This book is about the evolution of modern medical practices in the Sudan including curative medicine, public health, medical research, and education. It covers an important era from 1924, when the first medical school in the country was inaugurated and goes until the Independence of Sudan in 1956. The Sudan, known then as the Anglo-Egyptian Sudan was not officially a British colony. The British came during zenith of the 'Great Scramble for Africa' and Kitchener's appeal for the Gordon Memorial College set the platform for modern education in the Sudan, and following his demise, his call to establish a medical school in the country was heeded. The medical school inaugurated in 1924 became the third of its kind in Africa, which helped the mesh of expanding the service to remote parts of the country.
The author and translator of more than seven books on the history of Sudanese medicine walk us through a comprehensive and authoritative description of the formative years of KSM, events, dates, progress, and role in the foundation of almost all healthcare institutions. In addition, the book analyses the evolution of Sudan's medical services, teaching, training, and research.
-Professor Ahmed El Safi, Sudan Medical Heritage Foundation
From Christian missionaries working within the colonial project of civilizing the natives, to the training of doctors, nurses and midwives who came after them, the author, a medical doctor himself, offers a coherent narrative supported by detailed historical events, and punctuated by gripping life histories of both pioneer European and Sudanese doctors. A must read.
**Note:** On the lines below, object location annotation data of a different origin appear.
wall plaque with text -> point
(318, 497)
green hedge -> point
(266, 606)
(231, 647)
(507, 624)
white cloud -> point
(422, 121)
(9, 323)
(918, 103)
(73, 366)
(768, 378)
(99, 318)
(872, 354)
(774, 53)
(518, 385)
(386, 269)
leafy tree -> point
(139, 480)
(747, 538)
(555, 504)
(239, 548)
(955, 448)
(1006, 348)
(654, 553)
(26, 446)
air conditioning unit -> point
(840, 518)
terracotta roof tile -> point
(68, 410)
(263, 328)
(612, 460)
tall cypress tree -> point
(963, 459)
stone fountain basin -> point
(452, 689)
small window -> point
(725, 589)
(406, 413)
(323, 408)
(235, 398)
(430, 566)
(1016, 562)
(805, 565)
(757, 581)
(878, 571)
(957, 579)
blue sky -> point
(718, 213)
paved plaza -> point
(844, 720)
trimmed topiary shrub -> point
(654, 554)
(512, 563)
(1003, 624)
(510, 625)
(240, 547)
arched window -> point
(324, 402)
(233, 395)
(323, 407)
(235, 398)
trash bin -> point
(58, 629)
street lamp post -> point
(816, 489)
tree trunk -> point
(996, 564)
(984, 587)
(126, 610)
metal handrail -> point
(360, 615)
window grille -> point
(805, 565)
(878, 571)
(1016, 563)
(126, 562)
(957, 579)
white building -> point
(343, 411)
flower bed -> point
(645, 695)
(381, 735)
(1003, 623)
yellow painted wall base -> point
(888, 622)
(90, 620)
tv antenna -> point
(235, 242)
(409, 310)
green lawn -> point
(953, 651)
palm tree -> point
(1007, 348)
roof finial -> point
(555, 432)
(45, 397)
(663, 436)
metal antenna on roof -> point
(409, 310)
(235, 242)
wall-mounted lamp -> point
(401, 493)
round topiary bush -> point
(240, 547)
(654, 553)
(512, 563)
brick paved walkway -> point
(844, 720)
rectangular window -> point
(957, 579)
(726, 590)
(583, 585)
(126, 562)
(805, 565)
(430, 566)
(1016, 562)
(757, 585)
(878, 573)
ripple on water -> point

-Professor Amal Hassan Fadlalla, University of Michigan, Ann Arbor
In this sweeping and lively study, which will appeal to historians and medical professionals alike, Tarek Elhadd surveys the history of medicine in the Sudan during the second half of the Anglo- Egyptian colonial period (1824-1956). He By focusing on the role of human agency in promoting health, Tarek Elhadd presents the history of Sudanese medicine as a tale of heroism, collective striving, and achievement.
-Heather J. Sharkey, University of Pennsylvania
The University of Khartoum's training of doctors has long been widely admired and the development of services in the years that Tarik explores played a vital part in building the deserved reputation of Sudanese medical practitioners.
-Prof. Peter Woodward, University of Reading
Dr. Tarik Abdelkariem Elhadd is a medical doctor with special interest in medical history. Born in 1958 in Omdurman, Sudan, and educated at Hantoub and Faculty of Medicine, Khartoum University Sudan, 1983. He published "Colonialism and Medical Experiences in the Sudan" by Africa World Press in fall 2020, and translated many related books to Arabic.